Hippocampal long-term potentiation is supported by presynaptic and postsynaptic tyrosine receptor kinase B-mediated phospholipase Cgamma signaling.
Gärtner A., Polnau DG., Staiger V., Sciarretta C., Minichiello L., Thoenen H., Bonhoeffer T., Korte M.
Neurotrophins have been shown to play a critical role in activity-dependent synaptic plasticity such as long-term potentiation (LTP) in the hippocampus. Although the role of brain-derived neurotrophic factor (BDNF) and its tyrosine kinase receptor [tyrosine receptor kinase B (TrkB)] is well documented, it still remains unresolved whether presynaptic or postsynaptic activation of TrkB is involved in the induction of LTP. To address this question, we locally and specifically interfered with a downstream target of the TrkB receptor, phospholipase Cgamma (PLCgamma).

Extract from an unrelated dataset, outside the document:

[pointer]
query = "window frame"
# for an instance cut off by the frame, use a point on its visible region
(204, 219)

We prevented PLCgamma signaling by overexpression of the PLCgamma pleckstrin homology (PH) domain with a Sindbis virus vector. The isolated PH domain has an inhibitory effect and thereby blocks endogenous PLCgamma signaling and consequently also IP3 production. Surprisingly, concurrent presynaptic and postsynaptic blockade of PLCgamma signaling was required to reduce LTP to levels comparable with those in TrkB and BDNF knock-out mice. Blockade of presynaptic or postsynaptic signaling alone did not result in a significant reduction of LTP.